Mit dem Juni beginnt der Sommer. Die Tage sind lang und warm, die Nächte mild. Die roten Rosen sind in voller Blüte und im Schwalbennest recken die geschlüpften Vögel hungrig ihre Schnäbel heraus. Bald ist er da, der längste Tag des Jahres. Sommersonnenwende. Die Erntezeit beginnt, saftigsüße Erdbeeren und Kirschen decken den Kuchen mit Schlagsahne. Die abgegriffene rotkartierte Picknickdecke wird wieder aus dem Schrank geholt. Am Abend das Grillfest in der Gartenlaube, die Lichterketten leuchten. Es wird getrunken, getanzt und gelacht. So jung kommen wir nicht mehr zusammen, sagt Opa jedes Jahr. Wie schön doch der Juni ist.

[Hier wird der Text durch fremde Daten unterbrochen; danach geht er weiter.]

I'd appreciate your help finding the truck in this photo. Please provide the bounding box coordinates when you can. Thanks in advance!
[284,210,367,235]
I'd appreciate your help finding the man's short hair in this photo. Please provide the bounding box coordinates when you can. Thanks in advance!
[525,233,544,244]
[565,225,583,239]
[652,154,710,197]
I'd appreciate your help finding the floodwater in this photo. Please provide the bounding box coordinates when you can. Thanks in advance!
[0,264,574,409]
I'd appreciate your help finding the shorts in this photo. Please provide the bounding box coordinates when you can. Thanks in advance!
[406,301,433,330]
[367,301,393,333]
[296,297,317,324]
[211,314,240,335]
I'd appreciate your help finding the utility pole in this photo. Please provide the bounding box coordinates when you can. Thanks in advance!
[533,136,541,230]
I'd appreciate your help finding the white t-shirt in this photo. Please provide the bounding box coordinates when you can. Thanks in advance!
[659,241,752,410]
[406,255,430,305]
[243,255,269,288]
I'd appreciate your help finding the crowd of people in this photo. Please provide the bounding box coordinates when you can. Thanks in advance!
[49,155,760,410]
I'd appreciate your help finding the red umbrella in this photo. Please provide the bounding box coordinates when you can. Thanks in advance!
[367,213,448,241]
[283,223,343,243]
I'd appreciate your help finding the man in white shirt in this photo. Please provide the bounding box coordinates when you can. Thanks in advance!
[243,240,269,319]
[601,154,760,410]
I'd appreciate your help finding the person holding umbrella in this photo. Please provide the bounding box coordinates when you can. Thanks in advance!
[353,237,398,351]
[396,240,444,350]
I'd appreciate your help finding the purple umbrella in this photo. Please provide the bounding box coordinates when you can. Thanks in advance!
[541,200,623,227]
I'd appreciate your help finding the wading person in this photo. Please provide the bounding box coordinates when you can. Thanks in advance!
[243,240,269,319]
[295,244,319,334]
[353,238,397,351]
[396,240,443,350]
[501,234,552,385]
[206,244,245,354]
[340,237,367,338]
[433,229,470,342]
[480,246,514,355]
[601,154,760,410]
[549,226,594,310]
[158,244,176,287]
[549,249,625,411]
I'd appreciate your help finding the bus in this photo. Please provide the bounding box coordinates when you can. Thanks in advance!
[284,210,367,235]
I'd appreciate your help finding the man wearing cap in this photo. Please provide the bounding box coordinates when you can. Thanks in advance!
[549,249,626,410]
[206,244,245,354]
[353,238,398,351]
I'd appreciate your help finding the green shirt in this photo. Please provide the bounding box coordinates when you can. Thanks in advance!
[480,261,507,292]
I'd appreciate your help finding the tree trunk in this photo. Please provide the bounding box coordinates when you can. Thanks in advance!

Hier ist Kästners Gedicht Der Juni für dich.

Der Juni
Die Zeit geht mit der Zeit: Sie fliegt.
Kaum schrieb man sechs Gedichte,
ist schon ein halbes Jahr herum
und fühlt sich als Geschichte.
Die Kirschen werden reif und rot,
die süßen wie die sauern.
Auf zartes Laub fällt Staub, fällt Staub,
so sehr wir es bedauern.
Aus Gras wird Heu. Aus Obst Kompott.
Aus Herrlichkeit wird Nahrung.
Aus manchem, was das Herz erfuhr,
wird, bestenfalls, Erfahrung.
Es wird und war. Es war und wird.
Aus Kälbern werden Rinder
und, weil’s zur Jahreszeit gehört,
aus Küssen kleine Kinder.
Die Vögel füttern ihre Brut
und singen nur noch selten.
So ist’s bestellt in unsrer Welt,
der besten aller Welten.
Spät tritt der Abend in den Park,
mit Sternen auf der Weste.
Glühwürmchen ziehn mit Lampions
zu einem Gartenfeste.
Dort wird getrunken und gelacht.
In vorgerückter Stunde
tanzt dann der Abend mit der Nacht
die kurze Ehrenrunde.
Am letzten Tische streiten sich
ein Heide und ein Frommer,
ob’s Wunder oder keine gibt.
Und nächstens wird es Sommer.
Erich Kästner
„Der Humor ist der Regenschirm der Weisen.“
Treffsicher, elegant und immer mit Ironie. So dichtet Erich Kästner. Dieses Jahr wäre er 125 Jahre alt geworden. Zu seinen Ehren blieb mir gar nichts anderes übrig, als sein Gedicht Juni für unsere Jahresmitte auszuwählen. Der Geschmack des Junis wird uns in einer Weise serviert, wie es eben nur ein Erich Kästner zu tun vermag.
Kästner schrieb Gebrauchslyrik, anwenderfreundlich und verständlich, zum Beispiel seine „Lyrische Hausapotheke“. Sie hilft, wenn keine Pille hilft. Leidet man unter Einsamkeit, Lethargie, Großstadtkoller oder Ehekrisen, so schlage man die entsprechende Seite in dem Büchlein auf und lese das verschriebene Gedicht. Aus eigener Erfahrung kann ich sagen: Es hilft.
“Ich war kein Lehrer, sondern ein Lerner.
Ich wollte nicht lehren, sondern lernen.”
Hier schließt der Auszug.